Kelly Fitzgerald has been selected as one of approximately 30 students in the U.S. to participate in the Pacific Northwest National Laboratory (PNNL)’s National Security Internship Program this summer.
PNNL, located in Richland, WA, is one of the Department of Energy’s ten national laboratories. The internship program provides the opportunity for students to participate in national security-related science. Fitzgerald will spend the summer working in the radio chemistry department, where she is expecting to work in computer modeling and electro-chemistry.
Fitzgerald learned about the internship from her chemistry professor, Sue Clark, and applied.
The two major benefits of the program are the possibility for tuition reimbursement and a great networking experience, she said.
Fitzgerald has been active in undergraduate research since her sophomore year, working in the lab with Clark, as well as with graduate and post-doctoral students.
“This really helped me get the internship because it gave me a lot of experience in a lab,” she said.
Fitzgerald hasn’t always been interested in chemical engineering, but her classes at WSU led her to her current career choice.

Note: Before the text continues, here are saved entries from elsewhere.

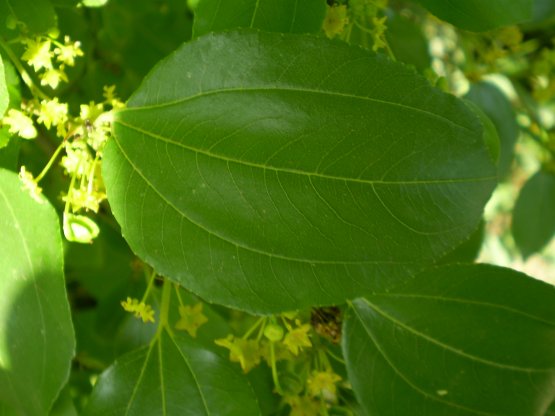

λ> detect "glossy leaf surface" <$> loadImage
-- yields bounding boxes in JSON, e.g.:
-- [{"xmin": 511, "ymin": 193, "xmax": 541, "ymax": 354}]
[
  {"xmin": 85, "ymin": 331, "xmax": 261, "ymax": 415},
  {"xmin": 416, "ymin": 0, "xmax": 533, "ymax": 31},
  {"xmin": 343, "ymin": 264, "xmax": 555, "ymax": 416},
  {"xmin": 0, "ymin": 0, "xmax": 56, "ymax": 33},
  {"xmin": 0, "ymin": 56, "xmax": 7, "ymax": 118},
  {"xmin": 0, "ymin": 169, "xmax": 74, "ymax": 415},
  {"xmin": 512, "ymin": 170, "xmax": 555, "ymax": 258},
  {"xmin": 192, "ymin": 0, "xmax": 326, "ymax": 38},
  {"xmin": 104, "ymin": 30, "xmax": 496, "ymax": 313}
]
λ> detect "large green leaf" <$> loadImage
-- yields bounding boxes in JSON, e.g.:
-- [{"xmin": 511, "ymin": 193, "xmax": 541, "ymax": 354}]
[
  {"xmin": 0, "ymin": 169, "xmax": 75, "ymax": 415},
  {"xmin": 416, "ymin": 0, "xmax": 534, "ymax": 31},
  {"xmin": 104, "ymin": 30, "xmax": 497, "ymax": 313},
  {"xmin": 512, "ymin": 170, "xmax": 555, "ymax": 258},
  {"xmin": 343, "ymin": 264, "xmax": 555, "ymax": 416},
  {"xmin": 0, "ymin": 56, "xmax": 7, "ymax": 118},
  {"xmin": 0, "ymin": 0, "xmax": 56, "ymax": 33},
  {"xmin": 85, "ymin": 331, "xmax": 261, "ymax": 415},
  {"xmin": 192, "ymin": 0, "xmax": 326, "ymax": 38}
]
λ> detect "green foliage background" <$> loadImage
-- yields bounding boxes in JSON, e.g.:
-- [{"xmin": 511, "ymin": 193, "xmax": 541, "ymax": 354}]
[{"xmin": 0, "ymin": 0, "xmax": 555, "ymax": 415}]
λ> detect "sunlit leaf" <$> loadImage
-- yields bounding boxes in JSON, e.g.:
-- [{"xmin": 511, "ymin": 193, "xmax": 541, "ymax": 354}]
[
  {"xmin": 0, "ymin": 169, "xmax": 74, "ymax": 415},
  {"xmin": 103, "ymin": 30, "xmax": 497, "ymax": 313},
  {"xmin": 343, "ymin": 264, "xmax": 555, "ymax": 416},
  {"xmin": 85, "ymin": 331, "xmax": 261, "ymax": 415}
]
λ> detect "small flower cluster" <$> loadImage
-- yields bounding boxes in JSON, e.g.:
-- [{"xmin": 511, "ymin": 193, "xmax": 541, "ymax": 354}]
[
  {"xmin": 21, "ymin": 34, "xmax": 83, "ymax": 89},
  {"xmin": 121, "ymin": 297, "xmax": 156, "ymax": 323},
  {"xmin": 324, "ymin": 0, "xmax": 390, "ymax": 53},
  {"xmin": 215, "ymin": 311, "xmax": 345, "ymax": 415},
  {"xmin": 0, "ymin": 21, "xmax": 123, "ymax": 244}
]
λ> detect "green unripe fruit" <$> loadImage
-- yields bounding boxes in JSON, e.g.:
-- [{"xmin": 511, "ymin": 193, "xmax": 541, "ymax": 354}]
[{"xmin": 263, "ymin": 323, "xmax": 284, "ymax": 342}]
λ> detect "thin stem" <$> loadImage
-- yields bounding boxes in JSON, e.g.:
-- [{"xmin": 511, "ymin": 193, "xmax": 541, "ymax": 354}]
[
  {"xmin": 326, "ymin": 348, "xmax": 346, "ymax": 365},
  {"xmin": 34, "ymin": 140, "xmax": 65, "ymax": 183},
  {"xmin": 242, "ymin": 317, "xmax": 265, "ymax": 340},
  {"xmin": 269, "ymin": 342, "xmax": 283, "ymax": 394},
  {"xmin": 0, "ymin": 37, "xmax": 50, "ymax": 101},
  {"xmin": 156, "ymin": 278, "xmax": 172, "ymax": 337},
  {"xmin": 174, "ymin": 283, "xmax": 185, "ymax": 307},
  {"xmin": 140, "ymin": 269, "xmax": 157, "ymax": 303}
]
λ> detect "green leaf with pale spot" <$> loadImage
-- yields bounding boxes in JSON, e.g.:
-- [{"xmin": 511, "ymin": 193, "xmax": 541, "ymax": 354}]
[
  {"xmin": 193, "ymin": 0, "xmax": 326, "ymax": 38},
  {"xmin": 416, "ymin": 0, "xmax": 533, "ymax": 31},
  {"xmin": 343, "ymin": 264, "xmax": 555, "ymax": 416},
  {"xmin": 85, "ymin": 331, "xmax": 261, "ymax": 415},
  {"xmin": 0, "ymin": 169, "xmax": 74, "ymax": 415},
  {"xmin": 103, "ymin": 30, "xmax": 496, "ymax": 314}
]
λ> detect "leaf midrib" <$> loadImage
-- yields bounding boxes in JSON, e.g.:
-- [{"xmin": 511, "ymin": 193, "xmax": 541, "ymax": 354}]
[
  {"xmin": 112, "ymin": 137, "xmax": 434, "ymax": 265},
  {"xmin": 119, "ymin": 85, "xmax": 476, "ymax": 134},
  {"xmin": 361, "ymin": 298, "xmax": 555, "ymax": 373},
  {"xmin": 350, "ymin": 304, "xmax": 504, "ymax": 416},
  {"xmin": 114, "ymin": 120, "xmax": 495, "ymax": 188}
]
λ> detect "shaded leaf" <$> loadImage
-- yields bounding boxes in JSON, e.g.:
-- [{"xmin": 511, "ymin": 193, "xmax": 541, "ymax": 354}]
[
  {"xmin": 416, "ymin": 0, "xmax": 533, "ymax": 31},
  {"xmin": 465, "ymin": 81, "xmax": 518, "ymax": 178},
  {"xmin": 0, "ymin": 169, "xmax": 74, "ymax": 415},
  {"xmin": 438, "ymin": 220, "xmax": 484, "ymax": 264},
  {"xmin": 104, "ymin": 30, "xmax": 496, "ymax": 313},
  {"xmin": 85, "ymin": 331, "xmax": 261, "ymax": 415},
  {"xmin": 0, "ymin": 0, "xmax": 57, "ymax": 33},
  {"xmin": 343, "ymin": 264, "xmax": 555, "ymax": 416},
  {"xmin": 386, "ymin": 13, "xmax": 431, "ymax": 71},
  {"xmin": 512, "ymin": 169, "xmax": 555, "ymax": 258},
  {"xmin": 0, "ymin": 55, "xmax": 7, "ymax": 118},
  {"xmin": 193, "ymin": 0, "xmax": 326, "ymax": 38}
]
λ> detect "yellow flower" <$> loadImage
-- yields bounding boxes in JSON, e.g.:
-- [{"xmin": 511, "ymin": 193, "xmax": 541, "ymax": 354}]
[
  {"xmin": 22, "ymin": 38, "xmax": 53, "ymax": 71},
  {"xmin": 37, "ymin": 98, "xmax": 68, "ymax": 129},
  {"xmin": 307, "ymin": 370, "xmax": 341, "ymax": 399},
  {"xmin": 175, "ymin": 303, "xmax": 208, "ymax": 337},
  {"xmin": 18, "ymin": 166, "xmax": 43, "ymax": 203},
  {"xmin": 215, "ymin": 335, "xmax": 261, "ymax": 373},
  {"xmin": 54, "ymin": 36, "xmax": 84, "ymax": 66},
  {"xmin": 2, "ymin": 109, "xmax": 37, "ymax": 139},
  {"xmin": 284, "ymin": 395, "xmax": 321, "ymax": 416},
  {"xmin": 283, "ymin": 324, "xmax": 312, "ymax": 355},
  {"xmin": 323, "ymin": 5, "xmax": 349, "ymax": 38},
  {"xmin": 40, "ymin": 68, "xmax": 68, "ymax": 89},
  {"xmin": 121, "ymin": 297, "xmax": 155, "ymax": 323}
]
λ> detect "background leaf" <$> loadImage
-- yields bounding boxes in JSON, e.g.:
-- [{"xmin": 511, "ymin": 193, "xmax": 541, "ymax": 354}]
[
  {"xmin": 465, "ymin": 81, "xmax": 518, "ymax": 178},
  {"xmin": 0, "ymin": 169, "xmax": 75, "ymax": 415},
  {"xmin": 385, "ymin": 13, "xmax": 431, "ymax": 72},
  {"xmin": 103, "ymin": 30, "xmax": 497, "ymax": 313},
  {"xmin": 416, "ymin": 0, "xmax": 534, "ymax": 32},
  {"xmin": 0, "ymin": 0, "xmax": 57, "ymax": 34},
  {"xmin": 85, "ymin": 331, "xmax": 261, "ymax": 416},
  {"xmin": 512, "ymin": 169, "xmax": 555, "ymax": 258},
  {"xmin": 343, "ymin": 264, "xmax": 555, "ymax": 416},
  {"xmin": 192, "ymin": 0, "xmax": 326, "ymax": 38}
]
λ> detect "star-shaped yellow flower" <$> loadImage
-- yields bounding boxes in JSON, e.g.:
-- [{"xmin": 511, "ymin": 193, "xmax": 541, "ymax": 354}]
[
  {"xmin": 215, "ymin": 335, "xmax": 261, "ymax": 373},
  {"xmin": 175, "ymin": 303, "xmax": 208, "ymax": 337},
  {"xmin": 283, "ymin": 324, "xmax": 312, "ymax": 355}
]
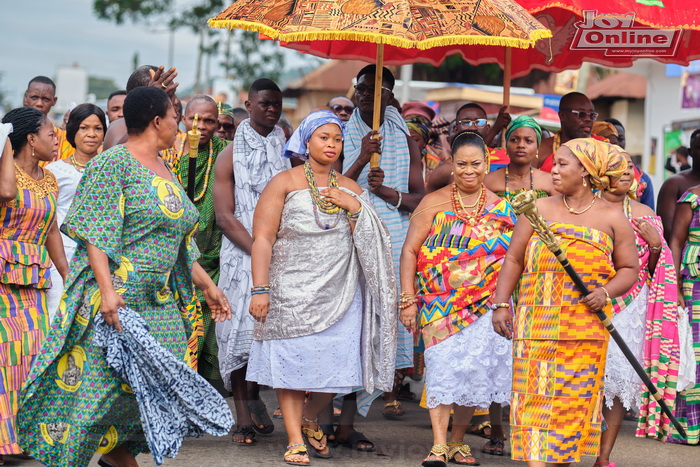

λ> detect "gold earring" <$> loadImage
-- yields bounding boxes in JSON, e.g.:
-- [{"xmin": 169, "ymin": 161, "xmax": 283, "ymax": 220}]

“My dad is a nuclear engineer, so I knew about engineering as an option early on,” she said. “I started out in bioengineering, but after taking two courses in chemical engineering, I realized I was much more interested in that.”
After completing her internship and her undergraduate studies, Fitzgerald is considering graduate school, possibly at WSU.
“I think I have the resources here where I could really excel in the program,” she said.
Although a little nervous about surviving the heat in the Tri-Cities all summer long, Fitzgerald said she is extremely excited for the internship.
“I’m excited to finally be in a work environment instead of just in the student role,” she said. “I can’t wait to do the work I’ve chosen as the career for the rest of my life.”